EDUCATION NOUVELLE: Brise-glace

Le projet-pilote „Eis Schoul“ a été adopté par le gouvernement. Mais en soutenant avec la même ferveur d’autres projets aux finalités divergentes, la ministre de l’éducation manque de cohérence.

„S’il n’en dépendait que de moi, toutes les écoles du pays fonctionneraient ainsi“. Voilà qui a eu le mérite d’être clair. Cette phrase est tombée lundi soir lors de l’assemblée générale du Groupe luxembourgeois d’éducation nouvelle (Glen). Sauf qu’elle n’a été prononcée ni par son président Denis Scuto, ni par un instituteur membre de l’association, mais par la ministre de l’éducation nationale Mady Delvaux-Stehres. Pour rappel: vendredi dernier, le conseil de gouvernement a adopté un projet de loi qui devra mettre en route le projet-pilote du Glen dénommé „Eis Schoul“. A l’instar du „Neie Lycée“ pour le secondaire, „Eis Schoul“, pour le primaire, rompt fondamentalement avec l’approche pédagogique en vigueur dans l’enseignement traditionnel.

Puisant dans les pédagogies de Freinet et de Montessori, le Glen entend orienter l’enseignement et l’éducation vers l’apprentissage par l’expérience des élèves. L’école doit s’inspirer de la vie, doit procurer du plaisir. Ainsi, par exemple, un cours d’histoire ne devrait pas se résumer à l’ingurgitation de données (méthode d’ailleurs inappropriée pour cette discipline) mais proposer aux élèves de réaliser une petite exposition, de faire leurs propres recherches. Une école pour laquelle les élèves sont des humains et non des caisses enregistreuses. Pouvant accueillir 108 élèves de 3 à 12 ans sur le territoire de la ville de Luxembourg, l’établissement ouvrira probablement ses portes en septembre 2008. C’est en tout cas ce que souhaite la ministre. Une information qui fit sourire plus d’un-e militant-e du Glen.

Donc, si l’on s’en tient à la „déclaration d’amour“ de la ministre, elle ne verrait aucune difficulté à mettre au diapason de la „nouvelle éducation nouvelle“ l’ensemble de l’école luxembourgeoise. Malheureusement, on peut fortement douter que le système scolaire actuel, qui, au lieu de générer de l’intelligence et de l’émancipation, contribue à reproduire les inégalités sociales et les faiblesses des élèves, disparaisse lors de cette période de législature.

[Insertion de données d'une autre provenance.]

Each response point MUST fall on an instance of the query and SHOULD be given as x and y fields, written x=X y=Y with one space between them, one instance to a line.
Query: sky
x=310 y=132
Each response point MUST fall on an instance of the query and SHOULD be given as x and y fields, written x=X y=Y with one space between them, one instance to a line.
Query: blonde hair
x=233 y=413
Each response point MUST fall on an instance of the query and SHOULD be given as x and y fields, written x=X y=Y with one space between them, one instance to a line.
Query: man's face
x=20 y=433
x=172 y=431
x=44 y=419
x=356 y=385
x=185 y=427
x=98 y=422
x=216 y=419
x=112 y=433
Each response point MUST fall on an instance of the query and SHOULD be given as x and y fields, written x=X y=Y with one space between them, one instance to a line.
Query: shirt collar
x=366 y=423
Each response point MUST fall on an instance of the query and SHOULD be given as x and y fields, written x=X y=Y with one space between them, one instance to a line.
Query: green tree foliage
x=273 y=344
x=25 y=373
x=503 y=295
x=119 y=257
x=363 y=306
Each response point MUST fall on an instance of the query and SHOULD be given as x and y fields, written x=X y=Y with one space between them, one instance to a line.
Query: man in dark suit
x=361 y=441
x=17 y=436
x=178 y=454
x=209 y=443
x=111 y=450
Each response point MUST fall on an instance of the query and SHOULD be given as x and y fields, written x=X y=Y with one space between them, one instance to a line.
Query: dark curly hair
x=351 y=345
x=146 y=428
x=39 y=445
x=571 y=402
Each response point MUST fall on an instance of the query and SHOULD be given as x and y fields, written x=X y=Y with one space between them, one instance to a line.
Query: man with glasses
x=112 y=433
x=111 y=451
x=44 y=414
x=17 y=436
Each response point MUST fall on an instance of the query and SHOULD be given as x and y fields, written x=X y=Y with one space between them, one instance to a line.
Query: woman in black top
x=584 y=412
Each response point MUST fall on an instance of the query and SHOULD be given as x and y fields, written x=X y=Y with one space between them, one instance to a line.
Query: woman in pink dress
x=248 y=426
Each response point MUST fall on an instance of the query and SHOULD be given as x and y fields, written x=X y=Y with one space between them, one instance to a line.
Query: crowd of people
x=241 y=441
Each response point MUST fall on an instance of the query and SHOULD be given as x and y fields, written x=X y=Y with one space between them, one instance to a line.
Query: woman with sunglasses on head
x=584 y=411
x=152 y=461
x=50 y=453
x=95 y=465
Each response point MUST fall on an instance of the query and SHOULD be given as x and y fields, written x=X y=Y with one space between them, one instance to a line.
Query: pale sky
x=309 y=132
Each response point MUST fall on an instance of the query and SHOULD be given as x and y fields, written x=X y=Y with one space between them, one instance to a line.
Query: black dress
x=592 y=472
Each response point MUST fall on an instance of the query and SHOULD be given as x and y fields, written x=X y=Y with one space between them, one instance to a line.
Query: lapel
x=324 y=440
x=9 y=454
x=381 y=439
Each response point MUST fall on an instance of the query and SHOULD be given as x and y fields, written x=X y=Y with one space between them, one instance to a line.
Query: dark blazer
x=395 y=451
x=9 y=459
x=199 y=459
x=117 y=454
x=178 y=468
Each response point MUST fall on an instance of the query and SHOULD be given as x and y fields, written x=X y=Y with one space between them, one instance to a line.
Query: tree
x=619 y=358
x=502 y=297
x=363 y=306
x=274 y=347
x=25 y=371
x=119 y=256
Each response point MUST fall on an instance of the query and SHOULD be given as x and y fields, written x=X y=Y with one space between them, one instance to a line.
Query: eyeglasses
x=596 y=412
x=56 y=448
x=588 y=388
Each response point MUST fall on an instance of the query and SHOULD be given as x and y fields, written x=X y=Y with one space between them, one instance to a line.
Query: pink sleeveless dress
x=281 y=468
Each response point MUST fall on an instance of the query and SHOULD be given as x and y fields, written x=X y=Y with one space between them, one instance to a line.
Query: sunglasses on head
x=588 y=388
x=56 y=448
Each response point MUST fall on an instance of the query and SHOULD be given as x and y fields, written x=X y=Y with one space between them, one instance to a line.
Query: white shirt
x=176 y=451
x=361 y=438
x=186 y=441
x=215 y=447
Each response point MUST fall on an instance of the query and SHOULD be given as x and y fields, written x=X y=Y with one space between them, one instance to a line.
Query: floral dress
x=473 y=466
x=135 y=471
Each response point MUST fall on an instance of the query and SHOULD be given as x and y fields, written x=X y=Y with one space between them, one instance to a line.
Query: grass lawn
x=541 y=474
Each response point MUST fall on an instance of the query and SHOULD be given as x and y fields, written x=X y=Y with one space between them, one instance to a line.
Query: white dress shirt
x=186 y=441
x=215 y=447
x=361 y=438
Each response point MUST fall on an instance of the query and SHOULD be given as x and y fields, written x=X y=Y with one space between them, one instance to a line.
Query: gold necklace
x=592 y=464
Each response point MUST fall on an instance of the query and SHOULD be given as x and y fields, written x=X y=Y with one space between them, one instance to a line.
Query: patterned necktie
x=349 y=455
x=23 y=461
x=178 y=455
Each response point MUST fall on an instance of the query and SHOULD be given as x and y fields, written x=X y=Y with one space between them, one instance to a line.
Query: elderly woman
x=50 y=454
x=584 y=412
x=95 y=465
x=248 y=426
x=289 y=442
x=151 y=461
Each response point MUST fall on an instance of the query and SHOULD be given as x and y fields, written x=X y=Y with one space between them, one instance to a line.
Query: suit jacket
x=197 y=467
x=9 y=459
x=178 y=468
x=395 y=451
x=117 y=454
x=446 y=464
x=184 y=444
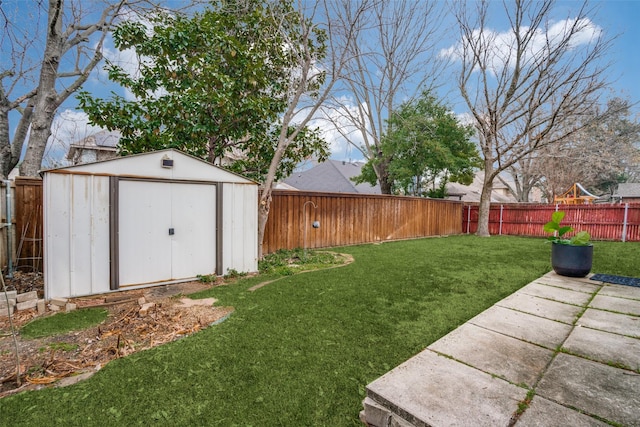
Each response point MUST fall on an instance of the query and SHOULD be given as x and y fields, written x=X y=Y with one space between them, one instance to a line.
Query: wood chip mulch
x=45 y=361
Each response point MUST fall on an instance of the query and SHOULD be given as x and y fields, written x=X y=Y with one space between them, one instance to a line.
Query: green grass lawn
x=300 y=351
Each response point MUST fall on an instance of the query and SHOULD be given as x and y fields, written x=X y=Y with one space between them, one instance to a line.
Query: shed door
x=166 y=231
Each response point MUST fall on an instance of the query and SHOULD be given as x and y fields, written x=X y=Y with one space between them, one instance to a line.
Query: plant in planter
x=569 y=257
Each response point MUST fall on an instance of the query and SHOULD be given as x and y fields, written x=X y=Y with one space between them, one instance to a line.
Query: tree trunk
x=263 y=215
x=46 y=99
x=485 y=202
x=382 y=172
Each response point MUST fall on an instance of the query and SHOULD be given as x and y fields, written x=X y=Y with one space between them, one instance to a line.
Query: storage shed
x=143 y=220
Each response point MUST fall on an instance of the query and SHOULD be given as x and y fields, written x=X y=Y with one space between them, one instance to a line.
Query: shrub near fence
x=348 y=219
x=617 y=222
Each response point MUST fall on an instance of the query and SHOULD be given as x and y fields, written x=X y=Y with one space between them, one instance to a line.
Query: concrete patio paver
x=555 y=293
x=594 y=388
x=545 y=413
x=620 y=305
x=514 y=360
x=523 y=326
x=621 y=324
x=557 y=340
x=421 y=389
x=554 y=310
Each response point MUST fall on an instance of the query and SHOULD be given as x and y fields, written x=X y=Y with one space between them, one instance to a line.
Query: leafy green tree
x=209 y=84
x=425 y=148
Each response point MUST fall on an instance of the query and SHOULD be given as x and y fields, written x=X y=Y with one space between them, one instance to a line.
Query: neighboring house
x=332 y=176
x=628 y=192
x=472 y=192
x=501 y=194
x=94 y=148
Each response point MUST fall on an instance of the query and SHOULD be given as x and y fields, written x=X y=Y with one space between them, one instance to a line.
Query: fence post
x=624 y=223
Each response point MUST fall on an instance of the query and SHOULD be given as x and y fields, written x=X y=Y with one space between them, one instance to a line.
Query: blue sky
x=621 y=17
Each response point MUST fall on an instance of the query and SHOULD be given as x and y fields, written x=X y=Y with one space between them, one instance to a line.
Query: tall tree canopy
x=605 y=152
x=426 y=147
x=392 y=57
x=213 y=85
x=525 y=86
x=47 y=54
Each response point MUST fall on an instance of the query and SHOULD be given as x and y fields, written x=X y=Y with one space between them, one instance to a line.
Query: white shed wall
x=240 y=227
x=148 y=165
x=77 y=219
x=76 y=226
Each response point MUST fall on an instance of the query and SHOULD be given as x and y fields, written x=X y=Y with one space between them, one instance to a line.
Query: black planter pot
x=572 y=261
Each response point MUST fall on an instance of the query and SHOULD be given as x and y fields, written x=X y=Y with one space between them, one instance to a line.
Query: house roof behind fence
x=332 y=176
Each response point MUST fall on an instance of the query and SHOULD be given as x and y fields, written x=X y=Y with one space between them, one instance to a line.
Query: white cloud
x=68 y=127
x=339 y=131
x=500 y=45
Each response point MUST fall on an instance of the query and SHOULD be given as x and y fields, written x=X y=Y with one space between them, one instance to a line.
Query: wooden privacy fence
x=347 y=219
x=619 y=222
x=28 y=225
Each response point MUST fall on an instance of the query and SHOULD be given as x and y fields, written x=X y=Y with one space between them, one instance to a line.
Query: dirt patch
x=59 y=359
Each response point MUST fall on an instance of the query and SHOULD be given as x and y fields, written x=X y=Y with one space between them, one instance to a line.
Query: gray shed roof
x=331 y=176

Mady Delvaux-Stehres est l’antithèse de Fernand Boden, un de ses prédécesseurs et pour lequel il faudrait un jour penser à créer le ministère de l’immobilisme public. Depuis qu’elle occupe le ministère, les réformes jaillissent comme des champignons. Cela fait aussi bien sa force que sa faiblesse. En effet, toutes les réformes ne se valent pas. Et si la pédagogie n’est pas une science exacte, une politique de l’éducation devrait avoir un minimum de cohérence. Mais à entendre la ministre vanter avec le même enthousiasme les mérites des projets-pilotes „Neie Lycée“ ou „Eis Schoul“ et les réformes telles que l’enseignement par socles de compétences ou le projet de réforme du cycle inférieur (Proci), il y a lieu de s’interroger. Elle l’a même concédé lors de l’assemblée générale du Glen: „Je suis prête à soutenir tous les projets intéressants“. Etant donné que personne ne dispose d’une baguette magique scolaire, cette approche n’est pas foncièrement mauvaise.

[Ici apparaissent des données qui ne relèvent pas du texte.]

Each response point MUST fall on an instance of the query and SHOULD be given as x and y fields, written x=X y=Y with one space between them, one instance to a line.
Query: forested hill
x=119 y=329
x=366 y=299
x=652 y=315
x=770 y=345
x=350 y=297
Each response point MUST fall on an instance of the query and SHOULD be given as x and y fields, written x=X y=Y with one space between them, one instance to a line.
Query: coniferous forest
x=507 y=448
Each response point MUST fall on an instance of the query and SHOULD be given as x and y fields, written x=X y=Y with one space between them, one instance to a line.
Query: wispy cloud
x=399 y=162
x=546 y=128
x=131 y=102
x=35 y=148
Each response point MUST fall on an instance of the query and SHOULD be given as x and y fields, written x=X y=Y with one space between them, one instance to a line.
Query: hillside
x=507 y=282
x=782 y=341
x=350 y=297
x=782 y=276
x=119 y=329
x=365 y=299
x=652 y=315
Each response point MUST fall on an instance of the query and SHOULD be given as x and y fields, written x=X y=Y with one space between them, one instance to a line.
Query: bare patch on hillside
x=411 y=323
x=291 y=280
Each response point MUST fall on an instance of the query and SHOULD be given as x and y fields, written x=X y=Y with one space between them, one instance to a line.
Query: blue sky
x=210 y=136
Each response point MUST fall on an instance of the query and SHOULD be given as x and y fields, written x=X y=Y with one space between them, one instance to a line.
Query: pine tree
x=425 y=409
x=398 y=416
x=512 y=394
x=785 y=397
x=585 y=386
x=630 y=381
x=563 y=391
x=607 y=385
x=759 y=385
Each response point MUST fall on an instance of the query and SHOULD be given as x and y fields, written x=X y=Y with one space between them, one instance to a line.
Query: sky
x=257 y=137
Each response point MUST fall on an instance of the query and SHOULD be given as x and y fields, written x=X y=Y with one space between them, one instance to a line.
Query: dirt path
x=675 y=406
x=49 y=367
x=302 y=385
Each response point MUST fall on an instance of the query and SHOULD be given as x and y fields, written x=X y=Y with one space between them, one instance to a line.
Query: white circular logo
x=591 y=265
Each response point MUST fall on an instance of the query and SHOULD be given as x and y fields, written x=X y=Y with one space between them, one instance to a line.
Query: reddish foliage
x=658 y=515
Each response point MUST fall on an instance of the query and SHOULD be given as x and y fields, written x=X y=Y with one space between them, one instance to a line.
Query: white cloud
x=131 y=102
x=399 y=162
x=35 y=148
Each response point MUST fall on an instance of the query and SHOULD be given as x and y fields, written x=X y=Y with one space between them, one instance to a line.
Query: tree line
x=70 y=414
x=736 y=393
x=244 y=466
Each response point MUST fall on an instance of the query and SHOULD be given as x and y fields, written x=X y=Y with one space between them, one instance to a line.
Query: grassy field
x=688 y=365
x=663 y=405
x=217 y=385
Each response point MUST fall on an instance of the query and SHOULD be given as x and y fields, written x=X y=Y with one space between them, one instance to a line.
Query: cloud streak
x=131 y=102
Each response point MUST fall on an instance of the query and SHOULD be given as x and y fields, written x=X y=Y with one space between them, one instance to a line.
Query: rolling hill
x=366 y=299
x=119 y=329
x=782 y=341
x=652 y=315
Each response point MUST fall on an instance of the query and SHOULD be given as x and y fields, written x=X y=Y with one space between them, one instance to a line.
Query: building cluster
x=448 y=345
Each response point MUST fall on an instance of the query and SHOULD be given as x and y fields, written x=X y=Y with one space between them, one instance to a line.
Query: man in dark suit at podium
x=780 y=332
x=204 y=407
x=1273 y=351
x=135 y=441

Mais comme il est tout simplement impossible de mettre tout le monde d’accord et que chaque réforme scolaire apporte avec elle ses cohortes d’insatisfaits, il serait temps pour le ministère – tant qu’à faire – de donner une orientation politique plus claire. Car il y a un monde entre la greffe de réformes sur un système malade et le soutien à des projets qui n’ont pas grand chose à voir avec lui. Et il y a un monde entre des réformes inspirées de l’OCDE et dont la finalité est la supposée compétitivité des futur-e-s salarié-e-s dans un système économique donné, et des pédagogies humanistes encourageant les élèves à penser par eux-mêmes, voire à mettre en question ce qu’on leur présente comme étant inéluctable. Mais peut-être que Mady Delvaux-Stehres a compris que des projets tels que „Eis Schoul“ ou le „Neie Lycée“ sont autant de brise-glaces qui traverseront avec succès la calotte glacière de l’école luxembourgeoise.